II On p.229, the author is careful to phrase the
axiom "for all a in G, ae = ea = a" and the axiom "for each a in G, there exists
..."followed by the canonical comment about omitting the dot denoting the closed
binary operation. But on p.329, the axiom G is "for each a in G, ae = a" instead of
"for all a in G". The item here is not the shift from two-sided identity and
two-sided inverse to left-identity and left-inverse, but rather the shift from "for
all" to "for each" - "for each" in G (both on p.229 and on p.329) clearly means that
each element has its own inverse: the "for each" on p.329 does not mean that each a
has its own identity. The "for all" as distinct from "for each" on p.229 are proper.
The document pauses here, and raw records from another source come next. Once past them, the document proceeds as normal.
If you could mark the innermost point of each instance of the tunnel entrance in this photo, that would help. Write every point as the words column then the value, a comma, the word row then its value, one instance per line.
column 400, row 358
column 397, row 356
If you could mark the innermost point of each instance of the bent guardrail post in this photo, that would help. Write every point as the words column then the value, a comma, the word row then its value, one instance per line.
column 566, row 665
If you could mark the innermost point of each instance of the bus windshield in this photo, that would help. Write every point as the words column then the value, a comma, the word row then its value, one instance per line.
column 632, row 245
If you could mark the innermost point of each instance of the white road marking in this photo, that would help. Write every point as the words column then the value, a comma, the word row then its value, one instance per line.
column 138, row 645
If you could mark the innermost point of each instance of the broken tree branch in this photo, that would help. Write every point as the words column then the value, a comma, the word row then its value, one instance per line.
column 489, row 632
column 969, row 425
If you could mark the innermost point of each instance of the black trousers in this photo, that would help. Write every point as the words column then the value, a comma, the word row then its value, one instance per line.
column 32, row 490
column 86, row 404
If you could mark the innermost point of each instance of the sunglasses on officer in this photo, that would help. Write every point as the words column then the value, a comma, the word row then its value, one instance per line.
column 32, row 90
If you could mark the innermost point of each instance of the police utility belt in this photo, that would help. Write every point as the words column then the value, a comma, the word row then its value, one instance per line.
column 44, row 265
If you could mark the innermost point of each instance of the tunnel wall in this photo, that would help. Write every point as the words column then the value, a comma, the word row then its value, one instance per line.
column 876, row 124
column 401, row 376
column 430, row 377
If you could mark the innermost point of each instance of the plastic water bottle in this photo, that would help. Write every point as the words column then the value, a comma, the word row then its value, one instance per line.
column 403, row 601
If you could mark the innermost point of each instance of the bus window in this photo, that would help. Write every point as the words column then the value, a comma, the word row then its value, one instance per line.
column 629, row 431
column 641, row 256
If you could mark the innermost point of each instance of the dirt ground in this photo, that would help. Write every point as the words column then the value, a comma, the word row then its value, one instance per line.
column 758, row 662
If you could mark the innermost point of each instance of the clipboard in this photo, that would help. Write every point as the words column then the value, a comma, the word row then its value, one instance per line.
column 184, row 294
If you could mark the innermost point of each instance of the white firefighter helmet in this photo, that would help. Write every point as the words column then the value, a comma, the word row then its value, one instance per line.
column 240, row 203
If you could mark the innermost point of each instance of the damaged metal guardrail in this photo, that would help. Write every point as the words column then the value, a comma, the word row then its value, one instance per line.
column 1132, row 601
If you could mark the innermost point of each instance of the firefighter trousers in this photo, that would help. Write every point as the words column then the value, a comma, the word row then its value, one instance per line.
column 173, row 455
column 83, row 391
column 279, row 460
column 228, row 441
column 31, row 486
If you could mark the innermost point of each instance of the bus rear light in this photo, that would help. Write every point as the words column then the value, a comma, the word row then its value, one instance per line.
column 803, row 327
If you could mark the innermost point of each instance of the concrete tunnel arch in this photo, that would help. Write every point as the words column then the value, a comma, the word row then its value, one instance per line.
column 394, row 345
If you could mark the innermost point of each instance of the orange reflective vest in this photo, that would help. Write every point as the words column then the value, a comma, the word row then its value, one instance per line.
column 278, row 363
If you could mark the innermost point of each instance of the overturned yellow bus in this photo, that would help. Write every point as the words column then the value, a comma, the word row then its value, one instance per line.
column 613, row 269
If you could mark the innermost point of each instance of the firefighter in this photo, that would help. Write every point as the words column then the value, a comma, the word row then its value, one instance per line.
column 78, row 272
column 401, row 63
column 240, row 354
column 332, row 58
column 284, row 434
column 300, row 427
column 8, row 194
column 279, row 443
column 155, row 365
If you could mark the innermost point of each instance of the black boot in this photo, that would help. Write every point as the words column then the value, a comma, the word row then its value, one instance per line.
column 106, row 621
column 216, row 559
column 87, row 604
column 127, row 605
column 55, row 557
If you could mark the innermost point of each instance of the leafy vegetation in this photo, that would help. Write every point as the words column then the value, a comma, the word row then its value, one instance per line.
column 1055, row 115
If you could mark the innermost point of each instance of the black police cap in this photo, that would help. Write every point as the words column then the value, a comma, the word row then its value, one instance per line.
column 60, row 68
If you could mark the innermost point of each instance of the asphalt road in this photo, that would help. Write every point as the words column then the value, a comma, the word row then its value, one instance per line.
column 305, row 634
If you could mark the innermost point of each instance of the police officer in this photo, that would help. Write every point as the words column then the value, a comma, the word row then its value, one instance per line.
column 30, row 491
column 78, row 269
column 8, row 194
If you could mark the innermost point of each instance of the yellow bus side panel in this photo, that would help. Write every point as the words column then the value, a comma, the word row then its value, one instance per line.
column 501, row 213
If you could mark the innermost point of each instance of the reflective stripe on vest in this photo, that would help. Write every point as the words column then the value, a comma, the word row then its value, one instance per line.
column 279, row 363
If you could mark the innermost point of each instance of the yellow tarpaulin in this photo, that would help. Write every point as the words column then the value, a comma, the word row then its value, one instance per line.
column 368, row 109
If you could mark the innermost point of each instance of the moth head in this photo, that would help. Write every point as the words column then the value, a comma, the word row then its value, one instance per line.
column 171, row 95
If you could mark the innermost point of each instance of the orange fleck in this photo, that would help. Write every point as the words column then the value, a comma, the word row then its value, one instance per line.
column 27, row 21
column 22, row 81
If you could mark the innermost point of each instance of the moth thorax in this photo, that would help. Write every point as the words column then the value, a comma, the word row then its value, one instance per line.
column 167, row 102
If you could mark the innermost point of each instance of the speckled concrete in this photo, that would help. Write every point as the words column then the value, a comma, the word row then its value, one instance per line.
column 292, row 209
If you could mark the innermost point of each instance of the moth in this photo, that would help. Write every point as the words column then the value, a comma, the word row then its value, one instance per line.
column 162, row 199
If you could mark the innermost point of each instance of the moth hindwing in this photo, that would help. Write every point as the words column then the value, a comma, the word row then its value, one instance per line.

Failure to distiniguish between 'for each' and 'for all' is anticipated on p.195
where the author explicitely regards "for every x", "for all x", and "for each x" as
having the same meaning - they do not. Furthermore the author fails to distinghish
between the symbols backward E and backward E!, there exists and there exists

III On p.372 the Bibliographical Note for Section 2 is described as
"a more comprehensive introduction...", but the Note for Sections 3-5 speaks of
"more complete accounts...". Surely 'comprehensive' is a relative adjective and can
be compared by the adverb 'more' - 'more comprehensive' is descriptive. But
'complete' is an absolute adjective - something either is complete or is not
complete - completeness does not have degrees of completeness - 'a more complete
account' is meaningless, a "figment of the imagination" (p.128).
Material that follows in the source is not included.